Curses Again

We last discussed Curses on, to be needlessly precise, October 2, 2002. We, in fact, gave it a Keeper award, no less. The highest ranked, most Major award we have.

Recently, Curses has been “refreshed.” Same package, same art, same basic gameplay as in the original Brian Tinsman design. The bell is maybe a little more modern-looking. The cards a little easier to shuffle. And some of the curses and challenges are new, and, of course, funny. But all in all the game isn’t any more commercial-looking than it was then. Simple text graphics. Two decks of cards. A bell. And yet, it’s as much of a Keeper now as it was then.

Because we’re still playing it.

What we learn from all this, is that the Major FUN Awards, and especially the Keeper award, represent games that are unforgettably fun.

The original review is the same review I’d be writing for the game today. It follows:

Curses – a game of geometrically increasing silliness for 3-6 players, age 9 and up.

There are two decks of cards and a very nice hotel-type hit-the-top-and-it-rings bell.

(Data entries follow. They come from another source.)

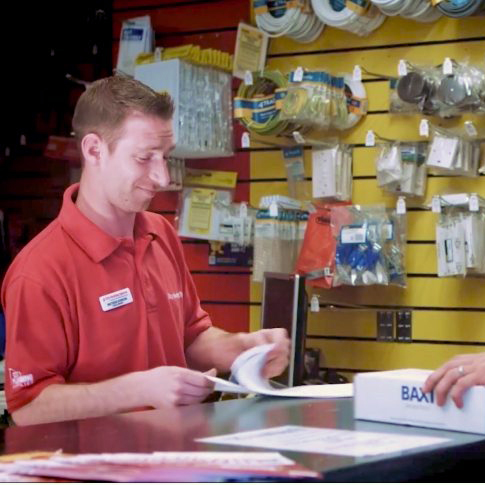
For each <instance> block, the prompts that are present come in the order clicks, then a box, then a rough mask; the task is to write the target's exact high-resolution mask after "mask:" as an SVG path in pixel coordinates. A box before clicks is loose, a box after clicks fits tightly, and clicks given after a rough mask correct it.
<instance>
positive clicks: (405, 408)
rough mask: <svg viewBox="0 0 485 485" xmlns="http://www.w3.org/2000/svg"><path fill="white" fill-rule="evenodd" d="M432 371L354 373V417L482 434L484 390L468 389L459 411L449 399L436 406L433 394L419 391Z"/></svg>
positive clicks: (371, 372)
mask: <svg viewBox="0 0 485 485" xmlns="http://www.w3.org/2000/svg"><path fill="white" fill-rule="evenodd" d="M432 372H433V371H431V370H423V369H399V370H393V371H383V372H368V373H362V374H357V375H356V376H355V379H354V418H355V419H366V420H370V421H382V422H385V423H396V424H406V425H411V426H421V427H425V428H439V429H447V430H452V431H464V432H468V433H480V434H485V387H483V386H475V387H473V388H471V389H469V390H468V391H467V392H466V393H465V396H464V399H463V402H464V406H463V408H461V409H459V408H457V407H456V405H455V403H454V402H453V401H452V400H451V399H450V398H448V399H447V401H446V403H445V405H444V406H442V407H439V406H438V405H437V404H436V400H435V396H434V393H428V394H424V393H423V391H422V390H421V388H422V386H423V385H424V382H425V380H426V378H427V377H428V376H429V375H430V374H431V373H432Z"/></svg>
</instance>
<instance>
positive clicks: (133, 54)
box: [116, 15, 154, 76]
mask: <svg viewBox="0 0 485 485" xmlns="http://www.w3.org/2000/svg"><path fill="white" fill-rule="evenodd" d="M153 43H154V34H153V29H152V26H151V21H150V16H149V15H145V16H143V17H135V18H132V19H127V20H124V21H123V24H122V27H121V34H120V47H119V51H118V62H117V63H116V71H117V72H120V73H123V74H125V75H128V76H134V75H135V61H136V59H137V57H138V56H139V55H140V54H141V53H144V52H145V53H146V52H153Z"/></svg>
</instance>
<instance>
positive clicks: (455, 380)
mask: <svg viewBox="0 0 485 485" xmlns="http://www.w3.org/2000/svg"><path fill="white" fill-rule="evenodd" d="M458 368H459V366H455V367H453V368H450V369H447V370H446V372H445V373H444V374H443V376H442V378H441V379H440V380H439V382H438V383H437V384H436V386H435V388H434V390H435V396H436V403H437V404H438V406H442V405H443V404H444V403H445V401H446V396H447V395H448V393H449V392H450V390H451V388H452V387H453V386H455V385H456V383H457V381H459V380H463V378H464V375H462V374H461V373H460V372H458ZM459 389H460V388H459ZM423 390H424V389H423Z"/></svg>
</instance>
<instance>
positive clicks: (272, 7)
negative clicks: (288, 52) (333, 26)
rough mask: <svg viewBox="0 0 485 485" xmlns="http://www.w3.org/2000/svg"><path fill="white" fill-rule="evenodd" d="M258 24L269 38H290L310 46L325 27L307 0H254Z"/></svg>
mask: <svg viewBox="0 0 485 485" xmlns="http://www.w3.org/2000/svg"><path fill="white" fill-rule="evenodd" d="M253 8H254V14H255V16H256V24H257V26H258V28H259V29H261V30H262V31H263V32H265V33H266V34H267V35H268V36H269V37H281V36H286V37H290V38H292V39H293V40H295V41H296V42H300V43H302V44H308V43H310V42H313V41H314V40H315V39H317V38H318V37H319V36H320V34H321V33H322V31H323V28H324V27H325V25H324V24H323V23H322V22H321V21H320V19H319V18H318V17H317V16H316V15H315V14H314V13H313V10H312V8H311V5H310V4H309V2H308V1H305V0H253Z"/></svg>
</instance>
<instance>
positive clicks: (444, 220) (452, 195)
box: [436, 194, 485, 276]
mask: <svg viewBox="0 0 485 485" xmlns="http://www.w3.org/2000/svg"><path fill="white" fill-rule="evenodd" d="M439 201H440V216H439V220H438V222H437V224H436V249H437V251H436V253H437V257H438V276H468V275H475V276H483V275H485V201H484V199H482V198H481V197H479V196H477V195H476V194H471V195H468V194H451V195H442V196H439Z"/></svg>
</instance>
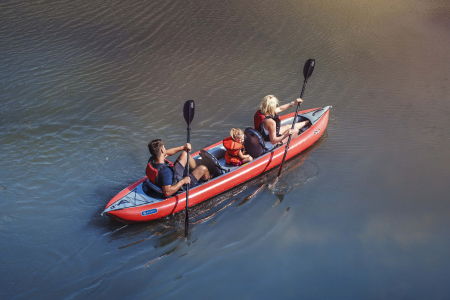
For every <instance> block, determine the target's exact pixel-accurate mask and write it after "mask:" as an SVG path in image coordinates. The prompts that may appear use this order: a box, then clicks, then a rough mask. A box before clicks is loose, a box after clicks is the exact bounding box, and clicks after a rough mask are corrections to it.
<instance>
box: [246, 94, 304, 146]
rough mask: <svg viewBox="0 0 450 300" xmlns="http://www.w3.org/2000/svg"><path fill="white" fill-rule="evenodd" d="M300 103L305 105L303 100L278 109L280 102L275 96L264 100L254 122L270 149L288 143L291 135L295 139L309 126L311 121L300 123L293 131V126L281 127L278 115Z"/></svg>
mask: <svg viewBox="0 0 450 300" xmlns="http://www.w3.org/2000/svg"><path fill="white" fill-rule="evenodd" d="M299 103H303V100H302V99H301V98H298V99H296V100H295V101H291V103H288V104H284V105H281V106H279V107H277V105H278V104H279V101H278V99H277V98H276V97H275V96H274V95H268V96H266V97H264V98H263V100H262V101H261V106H260V110H258V111H257V112H256V113H255V116H254V118H253V120H254V123H255V129H256V130H258V131H259V132H260V133H261V135H262V137H263V139H264V141H265V142H266V143H265V144H266V147H267V148H268V149H271V148H273V146H274V145H276V144H277V143H280V142H281V143H286V142H287V140H288V139H289V135H290V134H292V139H294V138H295V137H297V136H298V134H299V131H300V129H301V128H302V127H304V126H305V125H308V124H309V121H303V122H298V123H296V124H295V126H294V129H291V124H288V125H284V126H280V116H279V115H278V113H280V112H282V111H284V110H286V109H288V108H290V107H292V106H294V105H297V104H299Z"/></svg>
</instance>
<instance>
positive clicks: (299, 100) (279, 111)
mask: <svg viewBox="0 0 450 300" xmlns="http://www.w3.org/2000/svg"><path fill="white" fill-rule="evenodd" d="M302 102H303V100H302V99H301V98H298V99H296V100H295V101H292V102H290V103H287V104H284V105H281V106H278V107H277V108H276V109H275V112H276V113H277V114H278V113H280V112H282V111H285V110H286V109H288V108H290V107H292V106H295V105H297V104H299V103H302Z"/></svg>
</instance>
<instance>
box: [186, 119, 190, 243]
mask: <svg viewBox="0 0 450 300" xmlns="http://www.w3.org/2000/svg"><path fill="white" fill-rule="evenodd" d="M187 131H188V143H190V142H191V128H190V124H188V129H187ZM189 152H190V150H189V149H188V157H187V162H186V176H189V160H190V156H189V154H190V153H189ZM188 230H189V184H186V219H185V220H184V232H185V236H186V237H187V234H188Z"/></svg>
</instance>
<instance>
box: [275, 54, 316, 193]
mask: <svg viewBox="0 0 450 300" xmlns="http://www.w3.org/2000/svg"><path fill="white" fill-rule="evenodd" d="M315 64H316V61H315V60H314V59H308V60H307V61H306V63H305V66H304V67H303V76H304V77H305V81H303V88H302V93H301V94H300V98H302V99H303V93H304V92H305V87H306V83H307V82H308V78H309V77H310V76H311V74H312V72H313V71H314V66H315ZM299 108H300V103H298V104H297V110H296V111H295V116H294V120H293V121H292V126H291V129H294V126H295V122H296V121H297V114H298V109H299ZM291 138H292V135H289V139H288V142H287V144H286V149H285V151H284V156H283V160H282V161H281V164H280V168H279V169H278V175H277V178H276V179H275V182H274V183H273V184H272V188H273V187H274V186H275V184H276V183H277V181H278V178H280V174H281V170H282V169H283V163H284V161H285V160H286V154H287V152H288V150H289V144H290V142H291Z"/></svg>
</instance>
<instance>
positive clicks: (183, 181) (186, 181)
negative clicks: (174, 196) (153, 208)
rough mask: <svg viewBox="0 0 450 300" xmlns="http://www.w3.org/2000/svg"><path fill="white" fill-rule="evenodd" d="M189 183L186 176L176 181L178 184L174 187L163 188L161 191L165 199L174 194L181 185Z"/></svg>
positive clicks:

One deck of cards is called “Challenges,” the other “Curses.”

Let’s start with the “Curses,” which, of course, are the real challenges. A Curse is something silly that you have to do. For example, you might have the Curse of having to talk in a French accent, or having your wrists glued to your head (well, there’s no real glue, but you have to pretend there is), or having to bow every time someone applauds. As the game progresses, you get more Curses. From other players, actually. Remembering two Curses is at least twice as difficult as remembering one. By the time you have three Curses you are at a conceptual point likened only to patting your tummy and rubbing your head while singing “Boat your row, row, row.” In a French accent.

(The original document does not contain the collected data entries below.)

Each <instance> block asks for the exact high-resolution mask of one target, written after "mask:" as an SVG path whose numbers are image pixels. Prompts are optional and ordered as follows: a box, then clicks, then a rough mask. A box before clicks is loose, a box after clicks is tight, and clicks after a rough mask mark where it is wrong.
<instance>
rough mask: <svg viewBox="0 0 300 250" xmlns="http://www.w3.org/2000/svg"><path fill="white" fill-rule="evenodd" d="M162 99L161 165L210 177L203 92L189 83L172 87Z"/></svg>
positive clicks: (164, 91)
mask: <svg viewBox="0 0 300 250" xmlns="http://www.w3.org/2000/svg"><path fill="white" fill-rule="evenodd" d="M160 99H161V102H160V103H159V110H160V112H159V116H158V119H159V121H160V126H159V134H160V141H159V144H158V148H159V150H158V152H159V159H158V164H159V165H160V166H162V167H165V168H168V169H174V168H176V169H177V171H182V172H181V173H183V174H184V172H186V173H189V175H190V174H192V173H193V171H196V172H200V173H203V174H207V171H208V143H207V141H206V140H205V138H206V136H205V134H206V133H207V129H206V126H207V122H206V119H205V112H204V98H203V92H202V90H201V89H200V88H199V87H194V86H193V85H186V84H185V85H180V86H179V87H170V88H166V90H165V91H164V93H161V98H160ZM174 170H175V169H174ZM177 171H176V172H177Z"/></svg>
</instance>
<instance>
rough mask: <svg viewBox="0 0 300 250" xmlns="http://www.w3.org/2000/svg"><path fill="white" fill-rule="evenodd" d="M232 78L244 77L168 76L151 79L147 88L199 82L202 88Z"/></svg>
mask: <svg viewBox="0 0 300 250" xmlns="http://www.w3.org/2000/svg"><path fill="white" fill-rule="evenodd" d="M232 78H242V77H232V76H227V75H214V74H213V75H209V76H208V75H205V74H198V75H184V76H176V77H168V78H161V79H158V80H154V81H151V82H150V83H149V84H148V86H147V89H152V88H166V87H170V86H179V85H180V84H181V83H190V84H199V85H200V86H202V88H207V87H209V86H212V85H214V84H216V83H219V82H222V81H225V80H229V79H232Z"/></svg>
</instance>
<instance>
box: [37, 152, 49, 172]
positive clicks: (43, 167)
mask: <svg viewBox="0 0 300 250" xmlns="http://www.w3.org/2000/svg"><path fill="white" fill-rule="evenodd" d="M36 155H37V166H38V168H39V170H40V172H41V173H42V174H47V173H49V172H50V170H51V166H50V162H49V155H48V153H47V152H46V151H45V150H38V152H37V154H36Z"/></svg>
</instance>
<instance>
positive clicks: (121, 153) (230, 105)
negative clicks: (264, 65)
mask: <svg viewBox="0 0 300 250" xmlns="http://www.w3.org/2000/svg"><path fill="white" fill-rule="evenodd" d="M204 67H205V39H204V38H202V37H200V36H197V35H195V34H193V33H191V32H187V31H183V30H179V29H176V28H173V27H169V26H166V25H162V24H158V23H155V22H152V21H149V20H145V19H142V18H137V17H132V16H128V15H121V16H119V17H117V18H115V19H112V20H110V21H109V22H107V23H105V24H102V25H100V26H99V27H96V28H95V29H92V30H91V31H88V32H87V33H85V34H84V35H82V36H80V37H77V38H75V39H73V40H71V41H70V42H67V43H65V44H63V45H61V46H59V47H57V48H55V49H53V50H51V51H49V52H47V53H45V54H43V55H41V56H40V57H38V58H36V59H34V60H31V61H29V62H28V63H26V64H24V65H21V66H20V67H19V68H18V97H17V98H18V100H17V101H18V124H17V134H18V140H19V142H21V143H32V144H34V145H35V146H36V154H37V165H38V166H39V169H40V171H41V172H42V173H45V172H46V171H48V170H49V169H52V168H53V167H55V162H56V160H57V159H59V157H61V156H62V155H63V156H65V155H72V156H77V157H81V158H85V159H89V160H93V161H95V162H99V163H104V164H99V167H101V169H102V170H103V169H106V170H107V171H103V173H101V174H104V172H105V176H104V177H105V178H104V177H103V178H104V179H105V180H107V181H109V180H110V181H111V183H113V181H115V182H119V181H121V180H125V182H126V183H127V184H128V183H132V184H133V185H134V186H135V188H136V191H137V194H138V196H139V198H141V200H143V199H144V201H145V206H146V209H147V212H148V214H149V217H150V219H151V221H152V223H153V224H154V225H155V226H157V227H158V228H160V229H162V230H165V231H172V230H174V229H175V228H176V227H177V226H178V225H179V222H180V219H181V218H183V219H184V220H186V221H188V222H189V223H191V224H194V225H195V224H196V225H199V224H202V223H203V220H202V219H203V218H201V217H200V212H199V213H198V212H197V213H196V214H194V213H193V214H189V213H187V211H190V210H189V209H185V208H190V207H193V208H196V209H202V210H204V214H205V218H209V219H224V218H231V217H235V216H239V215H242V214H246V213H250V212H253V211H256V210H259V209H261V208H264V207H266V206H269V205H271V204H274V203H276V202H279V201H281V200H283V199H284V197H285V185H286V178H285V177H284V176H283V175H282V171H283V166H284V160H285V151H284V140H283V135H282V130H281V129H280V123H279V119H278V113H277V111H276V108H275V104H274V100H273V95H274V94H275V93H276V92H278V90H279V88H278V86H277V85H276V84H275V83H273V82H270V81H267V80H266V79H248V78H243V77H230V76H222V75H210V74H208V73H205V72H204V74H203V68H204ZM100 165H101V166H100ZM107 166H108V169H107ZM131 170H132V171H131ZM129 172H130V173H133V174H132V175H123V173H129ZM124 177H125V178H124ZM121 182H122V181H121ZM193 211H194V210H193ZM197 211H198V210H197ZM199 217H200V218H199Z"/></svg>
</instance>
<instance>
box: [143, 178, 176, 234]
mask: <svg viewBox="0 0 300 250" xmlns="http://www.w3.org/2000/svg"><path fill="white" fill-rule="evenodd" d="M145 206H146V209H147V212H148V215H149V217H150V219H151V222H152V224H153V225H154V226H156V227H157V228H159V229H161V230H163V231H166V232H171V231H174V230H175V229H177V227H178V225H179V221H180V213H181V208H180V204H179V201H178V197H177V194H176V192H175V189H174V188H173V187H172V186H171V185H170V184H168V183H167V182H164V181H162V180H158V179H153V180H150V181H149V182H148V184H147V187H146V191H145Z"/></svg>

When you break a Curse, some observant player dutifully rings the bell. If you break enough Curses, you’re kind of out. Kind of, because you still get to be a bell-ringer and cause of Curse-breaking.

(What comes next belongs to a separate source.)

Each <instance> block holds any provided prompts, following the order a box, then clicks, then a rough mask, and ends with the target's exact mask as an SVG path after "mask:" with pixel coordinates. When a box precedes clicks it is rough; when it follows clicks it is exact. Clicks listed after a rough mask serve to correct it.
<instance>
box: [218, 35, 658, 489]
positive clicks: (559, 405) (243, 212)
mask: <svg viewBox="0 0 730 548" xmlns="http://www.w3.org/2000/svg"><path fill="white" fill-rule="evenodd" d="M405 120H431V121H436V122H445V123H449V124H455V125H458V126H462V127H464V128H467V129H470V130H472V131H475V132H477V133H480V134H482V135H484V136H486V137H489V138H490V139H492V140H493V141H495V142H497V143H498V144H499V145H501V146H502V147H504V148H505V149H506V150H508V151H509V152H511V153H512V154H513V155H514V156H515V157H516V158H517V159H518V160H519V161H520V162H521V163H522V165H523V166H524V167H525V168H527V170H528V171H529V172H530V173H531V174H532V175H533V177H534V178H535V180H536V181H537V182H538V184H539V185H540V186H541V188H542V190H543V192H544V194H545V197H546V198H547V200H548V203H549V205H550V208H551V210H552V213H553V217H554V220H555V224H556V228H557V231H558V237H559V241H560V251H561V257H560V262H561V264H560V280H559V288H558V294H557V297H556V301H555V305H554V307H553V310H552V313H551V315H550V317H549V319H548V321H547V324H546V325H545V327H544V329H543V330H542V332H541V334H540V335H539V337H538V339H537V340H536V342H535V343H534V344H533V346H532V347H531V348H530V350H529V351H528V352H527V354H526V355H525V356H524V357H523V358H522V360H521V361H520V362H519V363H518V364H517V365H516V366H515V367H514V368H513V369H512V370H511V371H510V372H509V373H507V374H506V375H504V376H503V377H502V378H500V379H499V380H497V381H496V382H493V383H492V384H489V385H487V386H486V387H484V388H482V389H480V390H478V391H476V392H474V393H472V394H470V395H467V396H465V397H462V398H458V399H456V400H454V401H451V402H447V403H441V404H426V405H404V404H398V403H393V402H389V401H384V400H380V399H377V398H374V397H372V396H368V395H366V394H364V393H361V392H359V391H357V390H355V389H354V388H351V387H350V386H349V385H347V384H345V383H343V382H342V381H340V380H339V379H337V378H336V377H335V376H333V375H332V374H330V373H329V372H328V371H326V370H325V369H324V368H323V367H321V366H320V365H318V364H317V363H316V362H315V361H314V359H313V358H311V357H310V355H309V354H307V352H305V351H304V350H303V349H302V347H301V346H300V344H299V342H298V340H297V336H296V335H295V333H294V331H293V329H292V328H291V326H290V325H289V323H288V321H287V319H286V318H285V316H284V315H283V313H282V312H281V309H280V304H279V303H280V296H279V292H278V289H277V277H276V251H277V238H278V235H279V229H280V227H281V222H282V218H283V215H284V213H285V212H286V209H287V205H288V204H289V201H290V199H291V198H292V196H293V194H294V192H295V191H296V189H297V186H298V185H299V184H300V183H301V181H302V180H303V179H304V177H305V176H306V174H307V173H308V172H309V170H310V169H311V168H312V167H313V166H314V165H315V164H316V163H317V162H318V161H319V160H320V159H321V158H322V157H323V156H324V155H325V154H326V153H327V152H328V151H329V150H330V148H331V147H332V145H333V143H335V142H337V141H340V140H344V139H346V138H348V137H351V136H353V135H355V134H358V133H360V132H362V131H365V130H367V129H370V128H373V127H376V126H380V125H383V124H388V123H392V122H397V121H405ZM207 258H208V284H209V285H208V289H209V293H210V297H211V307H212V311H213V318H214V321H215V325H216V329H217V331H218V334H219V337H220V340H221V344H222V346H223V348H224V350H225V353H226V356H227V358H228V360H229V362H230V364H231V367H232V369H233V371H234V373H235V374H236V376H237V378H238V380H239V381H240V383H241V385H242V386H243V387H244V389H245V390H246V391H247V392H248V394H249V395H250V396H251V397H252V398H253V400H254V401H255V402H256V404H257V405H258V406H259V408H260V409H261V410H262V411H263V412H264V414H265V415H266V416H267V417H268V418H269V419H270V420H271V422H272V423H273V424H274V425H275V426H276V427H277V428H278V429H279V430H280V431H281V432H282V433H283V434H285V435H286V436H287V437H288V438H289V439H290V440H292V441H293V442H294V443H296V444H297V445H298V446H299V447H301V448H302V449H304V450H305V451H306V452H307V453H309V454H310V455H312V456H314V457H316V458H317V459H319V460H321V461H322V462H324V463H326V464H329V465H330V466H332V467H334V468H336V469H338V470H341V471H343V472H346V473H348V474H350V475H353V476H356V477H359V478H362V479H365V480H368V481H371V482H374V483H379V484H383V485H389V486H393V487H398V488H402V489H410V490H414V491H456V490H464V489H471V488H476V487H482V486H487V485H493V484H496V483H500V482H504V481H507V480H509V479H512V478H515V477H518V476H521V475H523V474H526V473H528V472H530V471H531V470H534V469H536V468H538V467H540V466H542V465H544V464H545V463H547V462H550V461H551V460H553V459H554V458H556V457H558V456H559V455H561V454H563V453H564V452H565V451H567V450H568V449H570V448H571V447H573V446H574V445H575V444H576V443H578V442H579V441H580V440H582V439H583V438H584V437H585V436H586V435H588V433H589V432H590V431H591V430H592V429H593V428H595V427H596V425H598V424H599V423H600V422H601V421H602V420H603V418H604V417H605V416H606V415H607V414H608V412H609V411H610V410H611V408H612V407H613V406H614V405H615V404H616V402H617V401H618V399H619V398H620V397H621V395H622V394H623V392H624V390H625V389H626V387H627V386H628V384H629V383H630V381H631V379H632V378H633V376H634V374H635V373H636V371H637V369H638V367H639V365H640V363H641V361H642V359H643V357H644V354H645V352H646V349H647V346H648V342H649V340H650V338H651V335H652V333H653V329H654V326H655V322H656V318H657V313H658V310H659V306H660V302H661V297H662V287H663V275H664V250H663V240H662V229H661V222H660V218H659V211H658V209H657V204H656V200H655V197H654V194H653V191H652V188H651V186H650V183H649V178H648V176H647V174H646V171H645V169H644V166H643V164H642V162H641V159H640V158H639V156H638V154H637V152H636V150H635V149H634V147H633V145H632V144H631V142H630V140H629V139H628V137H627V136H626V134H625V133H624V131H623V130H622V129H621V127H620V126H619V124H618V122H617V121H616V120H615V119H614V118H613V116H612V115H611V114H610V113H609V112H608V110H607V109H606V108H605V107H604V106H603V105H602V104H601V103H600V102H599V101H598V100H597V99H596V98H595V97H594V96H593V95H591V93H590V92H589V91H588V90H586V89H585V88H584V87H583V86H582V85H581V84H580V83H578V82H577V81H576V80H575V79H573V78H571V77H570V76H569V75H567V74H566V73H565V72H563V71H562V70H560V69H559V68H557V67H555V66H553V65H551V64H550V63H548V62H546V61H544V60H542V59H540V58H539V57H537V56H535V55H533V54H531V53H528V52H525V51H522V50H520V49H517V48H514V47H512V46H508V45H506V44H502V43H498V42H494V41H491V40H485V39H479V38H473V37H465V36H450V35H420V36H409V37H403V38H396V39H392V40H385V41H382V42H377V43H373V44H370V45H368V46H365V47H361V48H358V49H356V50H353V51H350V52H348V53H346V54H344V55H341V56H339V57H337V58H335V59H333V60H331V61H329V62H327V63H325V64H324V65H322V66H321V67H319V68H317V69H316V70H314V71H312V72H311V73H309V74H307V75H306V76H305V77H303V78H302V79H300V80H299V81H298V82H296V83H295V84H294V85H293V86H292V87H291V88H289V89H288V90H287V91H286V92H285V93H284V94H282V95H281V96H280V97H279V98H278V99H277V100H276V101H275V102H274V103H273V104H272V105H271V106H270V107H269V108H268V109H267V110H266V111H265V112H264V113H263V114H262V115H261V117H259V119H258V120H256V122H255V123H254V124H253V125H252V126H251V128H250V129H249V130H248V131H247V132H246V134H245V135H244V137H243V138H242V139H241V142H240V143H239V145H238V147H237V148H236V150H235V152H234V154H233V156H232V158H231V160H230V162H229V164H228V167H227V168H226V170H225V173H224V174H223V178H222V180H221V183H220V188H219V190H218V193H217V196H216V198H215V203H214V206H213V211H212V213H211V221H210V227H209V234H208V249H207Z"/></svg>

The Challenges make the Curses evermore Curselike. You might have to ask someone else out to a school prom, or be in a TV commercial explaining why your deodorant is best or demonstrate how you celebrated your what you did when you scored the winning touchdown in the Superbowl. Each challenge takes on a very different light when you have to perform it under multiple Curses.

Curses radiates at least 120 Gigglewatts of pure Guffaw-power. It’s can get very, very difficult to play, very quickly, and is challenging enough to occupy the most limber-minded of collegiates, whilst silly enough to keep even us over-the-hillsies laughing and coughing in glee.

The cards on the refreshed version pass the shuffle-test quite nicely. Their graphic design could make it a little easier to distinguish between the two kinds of cards. But that, compared to the sheer hysteria that this game catalyzes, is clearly, at most, a nano-niggle.